European Security: security in a nutshell – Part Two
The first of our blog series on global security looked at the negative impact of increasing globalization on the safety of the world’s population and how advanced information systems address the problem. Interoperability between these systems is essential. In this second blog of the series, we take a look at European security. Just as on the global stage, the main challenge is to close information gaps between security and information systems used by diverse law enforcement agencies.
European security and war
World War II was the most significant threat to European security in recent times. It disrupted the lives of around 100 million people from more than 30 countries. More than 70 to 85 million fatalities resulted, affecting the lives and security of many European citizens.
Global security declined still further in the years after World War II, which saw the rise of Cold war tensions between the USA and the Soviet Union. The resulting geopolitical tension between the USA-led Western Block and the Eastern Block led by the Soviet Union divided countries in Europe. Ending after the collapse of the Soviet Union in 1991, the Cold War directly affected the security of European citizens– far stricter security systems were in place in Eastern European countries compared to those in Western European countries.
The cornerstone of European freedom
In the post-World War II world, the Maastricht Treaty established the European Union (EU) in 1993. The aim was to promote the economic and social wellbeing of the participant countries. The Maastricht Treaty defines the “four freedoms” of the EU: namely, the free movement of goods, services, people, and money. The EU recognized that robust European security was fundamental to achieving this freedom of movement within Europe.
The EU Commission established several central agencies tasked with protecting the borders and national security of the EU. These agencies, in turn, provide support to national law enforcement agencies in each Member State.

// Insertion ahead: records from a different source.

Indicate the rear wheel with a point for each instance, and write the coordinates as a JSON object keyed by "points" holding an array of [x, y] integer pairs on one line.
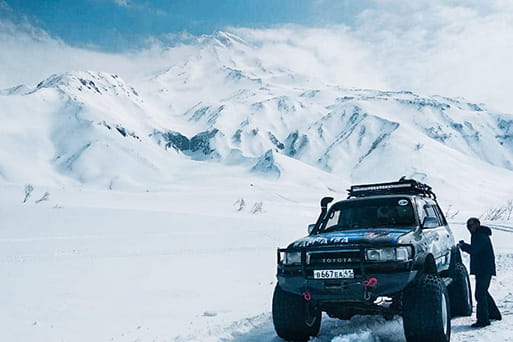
{"points": [[294, 318], [460, 292], [426, 310]]}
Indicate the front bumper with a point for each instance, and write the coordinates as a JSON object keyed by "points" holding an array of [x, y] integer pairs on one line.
{"points": [[392, 277]]}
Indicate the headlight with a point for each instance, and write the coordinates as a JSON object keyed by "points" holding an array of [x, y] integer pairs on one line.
{"points": [[292, 258], [389, 254]]}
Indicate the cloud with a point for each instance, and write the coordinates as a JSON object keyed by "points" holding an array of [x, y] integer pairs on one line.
{"points": [[450, 48], [123, 3]]}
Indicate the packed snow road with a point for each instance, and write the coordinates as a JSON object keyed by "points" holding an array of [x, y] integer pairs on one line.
{"points": [[108, 266]]}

Today’s governments face numerous border control and security challenges, categorized as illegal immigration, human trafficking, drug smuggling, organized crime, and terrorism. Over the last year, managing citizens’ health adds to these challenges as countries struggle to contain the COVID-19 pandemic.
Securing Europe’s borders
A significant impact on European security arose following the establishment of the Schengen area. Signing the Schengen Agreement in 1985 effectively abolished borders between the European Member States that chose to adopt the agreement. As a result, this guarantees free movement to more than 400 million EU citizens. Border crossings between member countries are considered internal crossings, and external borders are defined as land or sea borders between Schengen- and non-Schengen countries. The Schengen countries share a virtual ‘air border’ for flights arriving from non-Schengen countries.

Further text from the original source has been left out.